"In a pocket of the country strange and new, distant and odd to me, I felt like I belonged. We were not alone in the west, nor in this country, but rather a part of it."
Take a pulse on world events and it’ll likely reveal the fragmentation of the United States. Though this is nothing new. In a country already divided politically and increasingly economically, the sense of community, camaraderie, and togetherness seems antiquated.
There’s no We anymore. Rather, I and You are different. And in this separateness, disagreements stew into dislike and empathy disintegrates in the mix. Almost weekly acts of violence blare across the news, as relentless consumerism corrodes the very earth.
Some regard this as a dark time. But despite this bleakness, or maybe motivated by it, I set out with my boyfriend, Taylor, to cycle across the expanse of the U.S. to see what we could of the country we hadn’t seen yet.

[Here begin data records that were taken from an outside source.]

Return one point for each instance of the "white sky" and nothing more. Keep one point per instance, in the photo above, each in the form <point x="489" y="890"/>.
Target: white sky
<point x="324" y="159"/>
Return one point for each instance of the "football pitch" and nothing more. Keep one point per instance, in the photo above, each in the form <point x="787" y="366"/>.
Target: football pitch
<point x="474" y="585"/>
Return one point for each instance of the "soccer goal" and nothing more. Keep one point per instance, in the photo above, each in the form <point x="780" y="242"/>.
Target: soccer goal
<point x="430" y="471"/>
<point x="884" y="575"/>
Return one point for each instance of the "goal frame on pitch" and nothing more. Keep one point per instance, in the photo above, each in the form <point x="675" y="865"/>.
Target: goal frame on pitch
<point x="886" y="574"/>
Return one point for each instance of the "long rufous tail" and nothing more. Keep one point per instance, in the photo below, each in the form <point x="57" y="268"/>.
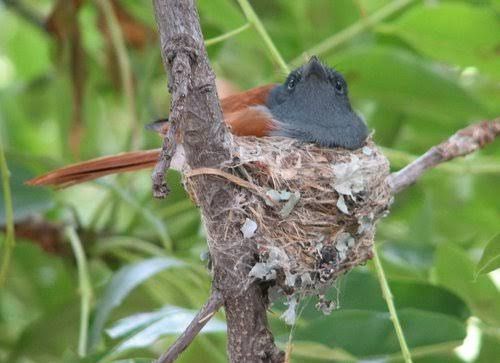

To experience our country from the slow speed and inherent vulnerability of a bicycle seemed the perfect way.
Cycling in South Dakota
By the time we make it halfway west, our bikes and bodies are worn down by the road. We stumble into a corner store just outside of Rapid City, SD as the unrelenting sun bakes our skin and boils our water. The Black Hills and heat are kicking our butts. While we gorge on the AC and refill our water bottles, the woman behind the counter eyes our loaded-down bikes. “How far ya goin’?” she asks.
“To Seattle,” Taylor responds with a laugh. It still sounds so ridiculous.
“I can’t ever understand what makes someone decide to ride that far,” she says.
The motivation seems so obvious to me. It’s hard to fathom why anyone wouldn’t want to do it.
We continue chugging our chilled water. I pace about thinking about the next leg of our journey. The elevation change looks like an EKG reading. And with a potential hailstorm on the horizon, and no definite place to camp for the night, worry invades my mind. As we’re walking out the door, the woman calls out to us. “Where you guys headed tonight?”
“Ehh, somewhere around Custer probably. We’re not sure with the hills,” Taylor says.
“Oh that’s where I’m from!” she says and waves him over.
Taylor returns with a yellow Post-It note in hand. On it written in cursive is her name, phone number, and address. “If you guys don’t find a place to stay, give me a call,” she says. “I have a spare room in the loft and you’re welcome to it.”
Needless to say, after cycling miles of roller coaster ups and downs and waiting out one of South Dakota’s staple hailstorms in a park bathroom, we took her up on the offer.
Kindness of strangers
This wasn’t our first encounter with selfless strangers either. A mother and daughter treated us to ice cream on a hot day in a town so small that no sign was even telling us the name on our arrival or departure. We’d been offered bottles of water from truck drivers in the middle of nowhere. And since the east coast, countless drivers had honked their horns in encouragement as they passed us by.
Across the state’s 383 miles, we met almost no one who shared lives similar to our own. Political views, careers, hobbies—almost every element of life seemed novel, if not refreshingly different from our own. But despite the lack of similarities, we were met with curiosity, selflessness, and an eagerness to help.
When Taylor broke a spoke rendering his wheel nearly useless, a doctor picked us up and shuttled us all the way to the closest open bike shop, some 200 miles away in Sturgis. While waiting for the tire to be mended, I made a peanut butter sandwich, sat on the curb, and watched the black clouds of an impending hailstorm blanket the sky. Despite my disheveled appearance and the smell of too many days on the road that preceded me, the nearby tattoo shop owner offered me shelter from the storm. We shared a beer on the house with the bike shop owner. And a young farmer we met explained the hardship all the rain had caused his hay harvest.
Foundations of community
Though our differences far outweigh our similarities, this matters little. It’s not the external elements of sameness that build the foundation of community. It’s also not the differences. Rather, it seems the human condition is the inherent rallying point. It’s an understanding of suffering—empathy that really precipitates the soothing balm of selfless compassion and generosity.
Throughout our journey, countless others went out of their way to help us, expending time, energy, and sometimes money—all commodities in too short supply these days—to help two strangers on bicycles.
In a pocket of the country strange and new, distant and odd to me, I felt like I belonged. We were not alone in the west, nor in this country, but rather a part of it.